Então, É Assim que Acaba?

Então, é assim que acaba?
Duas pessoas, uma em frente à outra, um mundo inteiro a separá-las, olham-se nos olhos, têm um vislumbre de vidas passadas, memórias perdidas, há uma certa tristeza no ar, mas viram costas, ela vira costas, ele fica a vê-la ir embora e quando ela já está longe, longe o suficiente para já não voltar atrás, ele vira costas e também vai embora por sua vez, no preciso momento em que ela se volta e já não o vê, ele perde-se entre todas as outras pessoas do universo, alheias aos pequenos dramas pessoais, cada uma delas a cuidar do seu pequeno pedaço de mundo que irá meter a máquina gigantesca do universo a funcionar como um relógio suíço, mesmo que esta separação traga peças oxidadas para o meio do rigor e da boa funcionalidade cósmica como engrenagem bem oleada e bem pensada, não tendo em conta o livre-arbítrio e as neuras da humanidade.
Ele sou eu. Ela é ela. Estou em frente dela. Ela falou. Eu ouvi. Eu não disse nada. Ela não teve nada para ouvir. Ficámos cada um do seu lado. Eu aqui, ela ali. Nós, que já fôramos um, que já tivéramos os corpos colados, cosidos, misturados um no outro, o que é meu é nosso e o que é teu também, tínhamos quatro mãos, quatro pés, duas cabeças, um só coração a bater pelos dois, agora estávamos separados por galáxias em fogo.
Já não me lembro do que ela disse. Acho que não cheguei a ouvir. Não, não ouvi. Devia ter ouvido. Mas quando ela falou, eu estava a pensar no porquê. Porquê esta distância? Porquê a mão dela não está sobre a minha? Porquê a cabeça dela não está tombada no meu ombro?

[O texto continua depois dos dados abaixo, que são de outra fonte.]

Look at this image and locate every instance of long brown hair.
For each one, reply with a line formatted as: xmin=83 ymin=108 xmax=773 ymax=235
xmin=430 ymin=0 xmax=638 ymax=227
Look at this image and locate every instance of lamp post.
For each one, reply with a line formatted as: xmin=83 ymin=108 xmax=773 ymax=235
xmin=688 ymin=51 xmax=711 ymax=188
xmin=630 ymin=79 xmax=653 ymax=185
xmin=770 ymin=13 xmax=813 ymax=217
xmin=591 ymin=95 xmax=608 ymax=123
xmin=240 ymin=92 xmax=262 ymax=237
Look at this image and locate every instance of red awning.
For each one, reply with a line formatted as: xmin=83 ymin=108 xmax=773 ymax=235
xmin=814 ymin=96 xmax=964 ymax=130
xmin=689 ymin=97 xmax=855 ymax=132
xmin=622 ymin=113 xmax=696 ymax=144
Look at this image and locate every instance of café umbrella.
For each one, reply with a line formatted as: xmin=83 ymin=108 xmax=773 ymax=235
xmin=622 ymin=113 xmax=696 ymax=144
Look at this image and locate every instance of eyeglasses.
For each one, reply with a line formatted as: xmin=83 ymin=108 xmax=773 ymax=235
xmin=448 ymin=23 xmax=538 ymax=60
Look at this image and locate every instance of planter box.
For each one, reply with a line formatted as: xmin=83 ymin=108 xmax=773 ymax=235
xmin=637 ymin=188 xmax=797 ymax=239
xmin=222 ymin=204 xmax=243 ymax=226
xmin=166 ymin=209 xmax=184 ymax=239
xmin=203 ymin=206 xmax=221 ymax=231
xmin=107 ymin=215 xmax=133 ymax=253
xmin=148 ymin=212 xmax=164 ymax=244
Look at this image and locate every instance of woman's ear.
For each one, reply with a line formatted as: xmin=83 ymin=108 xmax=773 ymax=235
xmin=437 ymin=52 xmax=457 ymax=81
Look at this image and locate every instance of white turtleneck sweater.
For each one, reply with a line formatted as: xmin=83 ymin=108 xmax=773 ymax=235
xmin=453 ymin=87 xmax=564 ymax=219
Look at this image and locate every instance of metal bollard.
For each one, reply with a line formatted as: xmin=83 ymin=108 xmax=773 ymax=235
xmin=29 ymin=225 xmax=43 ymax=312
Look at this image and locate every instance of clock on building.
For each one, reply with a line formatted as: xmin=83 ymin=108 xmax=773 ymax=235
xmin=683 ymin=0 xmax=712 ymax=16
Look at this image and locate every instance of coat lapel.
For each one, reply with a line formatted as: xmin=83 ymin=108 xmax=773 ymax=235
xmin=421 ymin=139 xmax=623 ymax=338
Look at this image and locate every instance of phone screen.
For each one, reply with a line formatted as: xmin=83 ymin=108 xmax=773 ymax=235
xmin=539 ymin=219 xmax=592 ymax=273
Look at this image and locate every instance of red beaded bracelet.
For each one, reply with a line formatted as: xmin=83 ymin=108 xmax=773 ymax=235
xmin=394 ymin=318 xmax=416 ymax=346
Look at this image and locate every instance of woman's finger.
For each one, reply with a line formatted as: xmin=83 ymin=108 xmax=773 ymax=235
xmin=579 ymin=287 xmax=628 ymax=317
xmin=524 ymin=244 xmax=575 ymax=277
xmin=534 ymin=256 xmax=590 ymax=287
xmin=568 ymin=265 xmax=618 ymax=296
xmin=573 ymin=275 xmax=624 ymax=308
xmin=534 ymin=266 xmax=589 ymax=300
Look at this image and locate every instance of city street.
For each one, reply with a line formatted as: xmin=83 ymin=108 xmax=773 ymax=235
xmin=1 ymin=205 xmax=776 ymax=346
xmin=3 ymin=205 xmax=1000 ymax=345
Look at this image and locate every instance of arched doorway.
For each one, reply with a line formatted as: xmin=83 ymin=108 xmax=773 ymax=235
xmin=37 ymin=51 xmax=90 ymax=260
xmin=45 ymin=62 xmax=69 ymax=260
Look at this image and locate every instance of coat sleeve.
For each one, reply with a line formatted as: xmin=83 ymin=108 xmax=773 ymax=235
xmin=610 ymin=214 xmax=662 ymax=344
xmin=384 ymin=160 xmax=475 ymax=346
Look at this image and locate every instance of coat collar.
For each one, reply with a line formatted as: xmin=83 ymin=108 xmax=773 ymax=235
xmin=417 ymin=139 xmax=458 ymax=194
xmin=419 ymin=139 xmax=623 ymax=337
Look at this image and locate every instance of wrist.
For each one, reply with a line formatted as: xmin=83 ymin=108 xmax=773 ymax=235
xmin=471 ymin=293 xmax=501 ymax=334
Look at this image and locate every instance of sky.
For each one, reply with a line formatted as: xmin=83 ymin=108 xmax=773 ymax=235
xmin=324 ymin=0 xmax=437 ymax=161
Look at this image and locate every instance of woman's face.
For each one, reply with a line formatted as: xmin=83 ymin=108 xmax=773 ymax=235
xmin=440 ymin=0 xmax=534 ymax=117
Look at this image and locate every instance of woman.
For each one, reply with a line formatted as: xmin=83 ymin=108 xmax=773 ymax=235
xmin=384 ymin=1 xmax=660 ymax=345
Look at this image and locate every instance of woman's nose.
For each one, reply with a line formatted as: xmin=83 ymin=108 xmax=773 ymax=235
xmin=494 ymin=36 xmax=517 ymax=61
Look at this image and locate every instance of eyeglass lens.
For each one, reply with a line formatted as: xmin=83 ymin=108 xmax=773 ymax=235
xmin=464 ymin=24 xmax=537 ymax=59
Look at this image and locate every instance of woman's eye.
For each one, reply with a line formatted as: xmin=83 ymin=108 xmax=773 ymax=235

coloca a cabecinha no meu ombro e chora

Não está sorridente. Não parece feliz. Também não está zangada. Está distante. É isso. Distante. Já não está aqui.
Ficamos muito tempo em frente um do outro. Eu à espera que ela avance um passo ou dois. E me abrace. Ela à espera que eu não dificulte mais tudo isto. Talvez seja sido isso. Na verdade não sei. Não estou aqui. Quero dizer, estar estou, mas não estou. Não quero estar. E fujo. Dou a volta ao mundo para protelar a separação. A ausência dela.

vamos dar a volta ao mundo e gritar

Depois ela suspira. Talvez seja um suspiro. Talvez seja um soluço. E vira costas. Perante a minha passividade, ela age. Vira costas e vai-se embora. Eu fico aqui parado. No mesmo sítio onde estava. Há espera de qualquer coisa. Que ela volte para trás, sei lá! Que o mundo acabe e tudo aquilo deixe de ter qualquer importância. Fico aqui a vê-la ir-se embora. Fico até me cansar de esperar o que sei que já não vai acontecer. Ela já não volta. Acabou. Acabou mesmo. É assim que acaba. E então, viro costas e vou também embora. O peso de um mundo azedo e podre em cima de mim. Mergulho entre os outros. É isto a depressão? Sentir-lhes o cheiro para esquecer o meu medo sem conseguir esquecê-lo? Não me viro mais. E por isso não vejo quando ela se volta, já tarde, já depois de terem passado muitos universos entre mim e ela, e ela também já não me vê. Terá ali havido uma centelha de arrependimento? Uma última e ínfima vontade de voltar atrás?
Não. Ela vai. Eu fico, mas acabo também por ir. Vamos os dois. Cada um à sua vida. Cada um para seu lado. Ela à procura da felicidade. Eu a tentar sobreviver. Um de nós haveria de se dar bem na vida. E não fui eu.